You may use any algorithm you choose to locate the postings, but your report should discuss your choices (i.e., do binary search on index file on disk versus load entire index into memory and search there). Use some appropriate data structure to avoid keeping the whole TDM in memory as a fixed array of floats.
Entries in the TDM shall be non-negative.
The query must run in a single command from the linux command
line, i.e., not be an interactive menu-based system.
For example
"retrieve dog cat bird" would be an example query.

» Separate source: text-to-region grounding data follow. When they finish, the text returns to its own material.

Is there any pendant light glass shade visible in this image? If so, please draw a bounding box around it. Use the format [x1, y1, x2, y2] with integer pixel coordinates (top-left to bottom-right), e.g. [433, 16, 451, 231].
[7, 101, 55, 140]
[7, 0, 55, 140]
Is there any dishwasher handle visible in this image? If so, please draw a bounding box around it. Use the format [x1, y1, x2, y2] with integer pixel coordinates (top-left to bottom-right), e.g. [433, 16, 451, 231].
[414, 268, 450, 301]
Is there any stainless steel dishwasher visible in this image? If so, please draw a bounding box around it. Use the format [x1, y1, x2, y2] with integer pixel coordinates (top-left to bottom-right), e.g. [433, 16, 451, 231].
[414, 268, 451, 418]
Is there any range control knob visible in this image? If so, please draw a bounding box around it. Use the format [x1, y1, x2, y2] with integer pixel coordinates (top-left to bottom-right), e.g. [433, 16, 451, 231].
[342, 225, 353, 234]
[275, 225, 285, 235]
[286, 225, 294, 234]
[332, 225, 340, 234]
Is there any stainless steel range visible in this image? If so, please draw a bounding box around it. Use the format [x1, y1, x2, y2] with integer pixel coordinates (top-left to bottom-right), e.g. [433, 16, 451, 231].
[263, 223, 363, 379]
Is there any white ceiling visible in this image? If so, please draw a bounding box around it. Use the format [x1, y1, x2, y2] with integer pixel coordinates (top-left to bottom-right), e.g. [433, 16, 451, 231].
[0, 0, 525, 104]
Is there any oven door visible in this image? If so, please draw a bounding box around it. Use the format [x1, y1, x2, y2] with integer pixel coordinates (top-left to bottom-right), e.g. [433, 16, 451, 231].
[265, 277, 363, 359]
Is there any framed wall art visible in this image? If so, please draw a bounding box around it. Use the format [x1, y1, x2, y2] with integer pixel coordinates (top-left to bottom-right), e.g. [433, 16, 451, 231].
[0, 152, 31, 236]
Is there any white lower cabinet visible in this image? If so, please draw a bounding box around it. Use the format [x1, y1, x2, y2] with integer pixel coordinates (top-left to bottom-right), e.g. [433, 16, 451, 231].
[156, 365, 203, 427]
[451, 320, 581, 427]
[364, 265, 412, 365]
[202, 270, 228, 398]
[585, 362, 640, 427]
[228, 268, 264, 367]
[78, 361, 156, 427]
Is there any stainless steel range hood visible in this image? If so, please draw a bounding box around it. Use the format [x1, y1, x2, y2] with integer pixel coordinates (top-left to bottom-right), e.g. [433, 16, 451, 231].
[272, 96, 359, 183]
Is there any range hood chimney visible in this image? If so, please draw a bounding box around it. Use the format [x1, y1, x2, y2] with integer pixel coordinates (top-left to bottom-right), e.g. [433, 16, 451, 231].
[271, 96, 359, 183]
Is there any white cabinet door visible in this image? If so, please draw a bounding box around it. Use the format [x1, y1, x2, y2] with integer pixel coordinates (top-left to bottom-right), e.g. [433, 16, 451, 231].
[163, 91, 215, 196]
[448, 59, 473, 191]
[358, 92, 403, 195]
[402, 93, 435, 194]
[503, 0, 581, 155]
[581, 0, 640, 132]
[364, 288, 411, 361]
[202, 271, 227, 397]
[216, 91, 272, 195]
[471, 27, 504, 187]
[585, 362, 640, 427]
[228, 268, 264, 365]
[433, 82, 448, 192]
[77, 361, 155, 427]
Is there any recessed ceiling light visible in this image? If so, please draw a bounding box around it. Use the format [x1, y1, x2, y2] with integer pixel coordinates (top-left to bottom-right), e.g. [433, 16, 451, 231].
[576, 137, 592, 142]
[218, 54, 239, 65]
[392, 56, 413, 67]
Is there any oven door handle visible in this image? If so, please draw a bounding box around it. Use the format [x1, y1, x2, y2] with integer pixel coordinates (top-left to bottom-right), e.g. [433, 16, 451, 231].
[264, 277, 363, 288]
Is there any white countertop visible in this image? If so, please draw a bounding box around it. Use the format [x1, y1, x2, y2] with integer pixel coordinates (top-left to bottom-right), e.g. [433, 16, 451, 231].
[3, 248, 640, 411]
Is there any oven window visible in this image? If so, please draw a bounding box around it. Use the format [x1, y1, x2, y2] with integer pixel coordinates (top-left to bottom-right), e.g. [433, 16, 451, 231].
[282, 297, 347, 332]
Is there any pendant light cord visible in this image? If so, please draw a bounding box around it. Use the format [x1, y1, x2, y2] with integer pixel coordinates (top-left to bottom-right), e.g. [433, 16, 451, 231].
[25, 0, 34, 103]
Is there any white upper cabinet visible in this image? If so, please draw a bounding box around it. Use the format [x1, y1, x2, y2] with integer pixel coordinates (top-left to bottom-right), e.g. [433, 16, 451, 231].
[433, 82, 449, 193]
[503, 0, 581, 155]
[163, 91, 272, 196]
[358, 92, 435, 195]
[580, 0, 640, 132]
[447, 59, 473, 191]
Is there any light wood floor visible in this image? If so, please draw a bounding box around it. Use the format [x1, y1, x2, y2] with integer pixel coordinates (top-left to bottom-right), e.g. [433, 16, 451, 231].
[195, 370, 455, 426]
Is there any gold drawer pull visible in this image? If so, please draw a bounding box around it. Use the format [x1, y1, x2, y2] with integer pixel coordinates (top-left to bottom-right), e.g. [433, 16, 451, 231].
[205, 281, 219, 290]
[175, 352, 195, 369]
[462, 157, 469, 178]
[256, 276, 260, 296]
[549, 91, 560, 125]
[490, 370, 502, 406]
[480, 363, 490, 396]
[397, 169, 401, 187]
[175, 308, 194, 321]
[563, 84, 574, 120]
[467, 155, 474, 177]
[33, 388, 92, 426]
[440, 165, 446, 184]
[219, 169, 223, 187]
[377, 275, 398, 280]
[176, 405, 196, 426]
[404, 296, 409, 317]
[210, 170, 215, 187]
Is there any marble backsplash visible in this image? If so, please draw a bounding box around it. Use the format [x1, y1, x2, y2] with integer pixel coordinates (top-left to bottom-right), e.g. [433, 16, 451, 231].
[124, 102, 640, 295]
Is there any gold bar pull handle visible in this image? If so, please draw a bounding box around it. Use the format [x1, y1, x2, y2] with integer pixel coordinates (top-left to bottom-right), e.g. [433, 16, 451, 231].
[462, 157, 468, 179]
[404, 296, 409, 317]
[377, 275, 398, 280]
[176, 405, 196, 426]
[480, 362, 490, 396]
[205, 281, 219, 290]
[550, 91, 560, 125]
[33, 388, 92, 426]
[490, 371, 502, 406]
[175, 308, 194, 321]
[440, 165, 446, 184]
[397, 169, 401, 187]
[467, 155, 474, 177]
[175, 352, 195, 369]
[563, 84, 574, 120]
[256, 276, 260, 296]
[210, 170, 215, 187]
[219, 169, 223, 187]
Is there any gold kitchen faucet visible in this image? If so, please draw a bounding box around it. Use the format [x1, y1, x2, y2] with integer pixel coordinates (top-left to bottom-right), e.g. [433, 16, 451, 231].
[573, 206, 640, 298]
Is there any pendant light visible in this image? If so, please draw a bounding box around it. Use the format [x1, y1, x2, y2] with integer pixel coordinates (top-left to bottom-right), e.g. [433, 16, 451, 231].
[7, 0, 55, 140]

You are welcome to add query term weights, e.g., retrieveWt 0.3 dog 0.4 cat 0.3 bird. Weights may be negative. This implies, for example, that documents on cats will score higher than documents on dogs or birds, other things being equal. If you add query term weights, there is a 15% bonus.
Hand In
Sample queries and the top ten document identifiers).
Test your system with the following queries:
Also, hand in listings of your code and a project report which outlines your algorithms, your data structures, and any files created. Discuss the complexity (roughly) of your algorithms. Include output with the queries listed above.
A sample session would look like:
$ cd /appropriate/directory
$ retrieve dog cat mouse
013.html 0.8
404.html 0.3
332.html 0.25
...
the last of the top ten files
If no files with non-zero scores exist, print an appropriate message. Don't bother printing files with scores of zero.
As usual, prepare a report with your code and the output listed above, and submit via Blackboard.